SPARQL point: what it is and how to use it

The Cabildo de Tenerife's Open Data portal includes a SPARQL Point, which allows queries to search for sets containing a specific word or specific resources.

SPARQL(SPARQL Protocol and RDF Query Language) is a query language designed to retrieve and manipulate data stored in RDF (Resource Description Framework) format, a standard for representing information on the semantic web.

The tool used to store and query this data is Virtuoso, which stores the data in the form of RDF graphs formed by subject-predicate-object triples, representing the relationships between entities and the values they have for certain properties.

In the following, we will explain in more detail what it consists of and how it is used.

Access to the SPARQL Point

To access the SPARQL Point of the portal datos.tenerife.es you have to deploy the Data tab, located at the top left of the Home page.

Imagen 1

After accessing the SPARQL Point, a screen will appear with different options that will allow you to narrow down your search.

With SPARQL it is possible to create complex queries that relate elements to each other by taking advantage of the RDF network structure.
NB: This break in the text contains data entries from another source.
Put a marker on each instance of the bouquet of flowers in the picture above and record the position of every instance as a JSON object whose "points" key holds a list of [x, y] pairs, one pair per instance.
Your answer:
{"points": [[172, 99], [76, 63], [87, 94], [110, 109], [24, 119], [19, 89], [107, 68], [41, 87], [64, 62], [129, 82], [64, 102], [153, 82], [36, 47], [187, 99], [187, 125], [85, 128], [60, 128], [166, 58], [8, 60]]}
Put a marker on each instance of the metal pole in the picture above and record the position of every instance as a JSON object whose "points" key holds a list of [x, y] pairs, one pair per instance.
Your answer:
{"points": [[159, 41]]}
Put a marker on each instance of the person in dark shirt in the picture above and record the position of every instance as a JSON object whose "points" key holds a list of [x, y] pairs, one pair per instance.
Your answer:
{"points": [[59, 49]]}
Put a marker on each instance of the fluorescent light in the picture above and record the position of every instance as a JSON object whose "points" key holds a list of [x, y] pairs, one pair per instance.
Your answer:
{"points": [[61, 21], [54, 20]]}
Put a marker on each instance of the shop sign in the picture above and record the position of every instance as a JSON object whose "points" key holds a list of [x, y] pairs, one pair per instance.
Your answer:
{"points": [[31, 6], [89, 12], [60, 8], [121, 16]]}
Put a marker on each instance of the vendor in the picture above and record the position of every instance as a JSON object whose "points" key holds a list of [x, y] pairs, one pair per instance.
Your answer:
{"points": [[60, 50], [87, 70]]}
The SPARQL syntax is similar to SQL queries, since it consists of SELECT, WHERE, FILTER, ORDER BY, etc. operators.

It incorporates a series of prefixes(PREFIX) that serve to abbreviate long URIs(Uniform Resource Identifier) and make queries more readable and compact.
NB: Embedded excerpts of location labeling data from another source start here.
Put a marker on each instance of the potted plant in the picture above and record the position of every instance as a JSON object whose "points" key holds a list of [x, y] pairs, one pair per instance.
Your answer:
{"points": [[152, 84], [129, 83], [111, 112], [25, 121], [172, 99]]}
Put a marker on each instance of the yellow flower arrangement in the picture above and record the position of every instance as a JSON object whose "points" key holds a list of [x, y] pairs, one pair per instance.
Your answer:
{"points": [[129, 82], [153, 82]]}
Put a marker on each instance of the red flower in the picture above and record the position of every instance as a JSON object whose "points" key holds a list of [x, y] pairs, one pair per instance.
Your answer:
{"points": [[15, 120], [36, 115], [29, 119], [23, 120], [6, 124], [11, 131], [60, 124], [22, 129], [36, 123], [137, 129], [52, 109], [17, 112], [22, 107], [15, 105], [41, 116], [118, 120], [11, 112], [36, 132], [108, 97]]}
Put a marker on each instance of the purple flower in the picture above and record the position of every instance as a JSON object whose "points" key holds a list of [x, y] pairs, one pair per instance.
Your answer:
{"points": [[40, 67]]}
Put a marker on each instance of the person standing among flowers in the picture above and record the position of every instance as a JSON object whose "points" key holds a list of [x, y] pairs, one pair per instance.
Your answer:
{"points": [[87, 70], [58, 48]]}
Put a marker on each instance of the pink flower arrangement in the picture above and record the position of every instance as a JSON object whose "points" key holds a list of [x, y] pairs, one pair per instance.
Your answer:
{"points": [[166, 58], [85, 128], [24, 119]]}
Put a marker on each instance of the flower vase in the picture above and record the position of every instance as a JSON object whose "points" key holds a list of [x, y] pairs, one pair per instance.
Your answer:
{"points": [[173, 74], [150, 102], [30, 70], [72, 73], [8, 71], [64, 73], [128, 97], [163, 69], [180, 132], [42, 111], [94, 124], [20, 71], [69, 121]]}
In the Query Text box you can enter the desired queries, following the indications explained in the following points, and execute them by clicking on the Execute Query button. Once the query has been executed, the result will be displayed in a new tab. To re-launch another query either use the browser's back button or click on the SPARQL | HTML5 table options. Finally, by clicking on the Reset button we delete the entered query and see the example query.

On the other hand, in the SPARQL Point of the Cabildo's Open Data portal you can choose the format in which to obtain the results of the query using the different values of the drop-down "Results format": Auto, HTML, SpreadSheet, XML, JSON, Javascript, Turtle, RDF/XML, N-Triples, CSV and TSV.
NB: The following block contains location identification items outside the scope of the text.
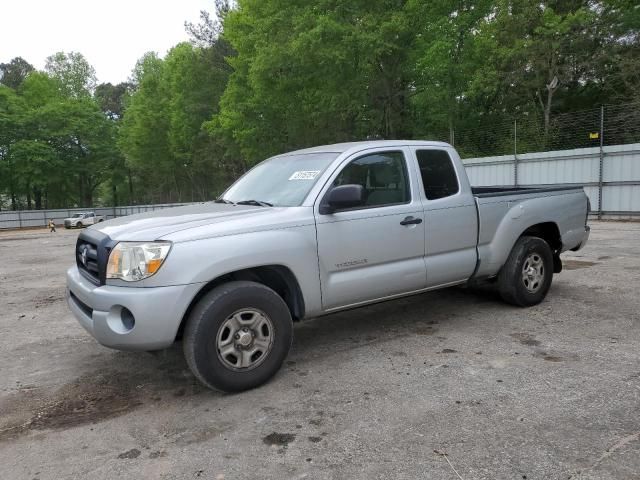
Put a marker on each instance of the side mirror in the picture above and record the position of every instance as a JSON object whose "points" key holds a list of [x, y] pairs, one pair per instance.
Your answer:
{"points": [[343, 196]]}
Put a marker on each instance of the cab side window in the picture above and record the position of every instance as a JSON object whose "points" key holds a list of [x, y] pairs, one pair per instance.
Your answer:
{"points": [[438, 174], [383, 175]]}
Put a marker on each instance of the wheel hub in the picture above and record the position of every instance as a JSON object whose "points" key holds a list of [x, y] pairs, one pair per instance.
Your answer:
{"points": [[533, 272], [244, 339]]}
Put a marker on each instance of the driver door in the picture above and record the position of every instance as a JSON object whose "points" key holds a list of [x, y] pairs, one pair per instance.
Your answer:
{"points": [[375, 250]]}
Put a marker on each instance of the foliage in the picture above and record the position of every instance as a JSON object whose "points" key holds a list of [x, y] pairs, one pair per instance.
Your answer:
{"points": [[14, 72]]}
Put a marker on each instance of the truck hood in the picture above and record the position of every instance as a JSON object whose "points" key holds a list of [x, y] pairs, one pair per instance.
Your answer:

In addition, at the bottom of the page you can choose between three different options:

Strict checking of void variables: When you run a SPARQL query, you can use variables that do not have a value assigned to them (void variables). This option indicates whether you want the system to perform a strict check of these variables to ensure that they are not used incorrectly or inappropriately in your query. If you enable this option, the system may throw an error if it finds empty variables that should not be there, according to the query rules.
Log debug info at the end of output: This option suggests that, when enabled, debugging details will be logged at the end of the query result. Debugging information usually includes internal details of the query execution process and can be useful for identifying problems or understanding how the query is processed. Note, however, that this option may not be effective for some queries or specific output formats.
Generate SPARQL compilation report: Instead of executing the SPARQL query this option indicates that a report will be generated showing how the query would be compiled or processed internally. This report could be useful to understand the performance or efficiency of the query without having to fully execute it. It may help to identify possible optimizations before the actual execution.

Use SPARQL Point

To understand SPARQL it is best to use an example and explain it part by part.

Suppose we have a series of RDF graphs describing information or metadata about published datasets and resources, having information about the title, description, publisher, format, etc.

In this case, we would perform a simple SPARQL query to get the first hundred datasets or resources and their links sorted by their title:

           PREFIX dct: <http://purl.org/dc/terms/> Select distinct ?URL ?title where { ?URL dct:title ?title } order by desc(?title) LIMIT 100.

The explanation of the code is as follows:

PREFIX: This prefix assigns the alias"dct" to the base URI " http://purl.org/dc/terms/". It is used to abbreviate the URIs in the query.
SELECT: Specifies the variables we want to retrieve in the query results. In this case, we want to get the first hundred datasets or resources with their URLs. The distinct clause ensures that only unique results are displayed (no repeats).
WHERE: Defines the RDF triple pattern to be searched in the network:

?URL dct:title ?title: Here we are looking for triples where some set has a title. The variable ?title will be used to represent those titles.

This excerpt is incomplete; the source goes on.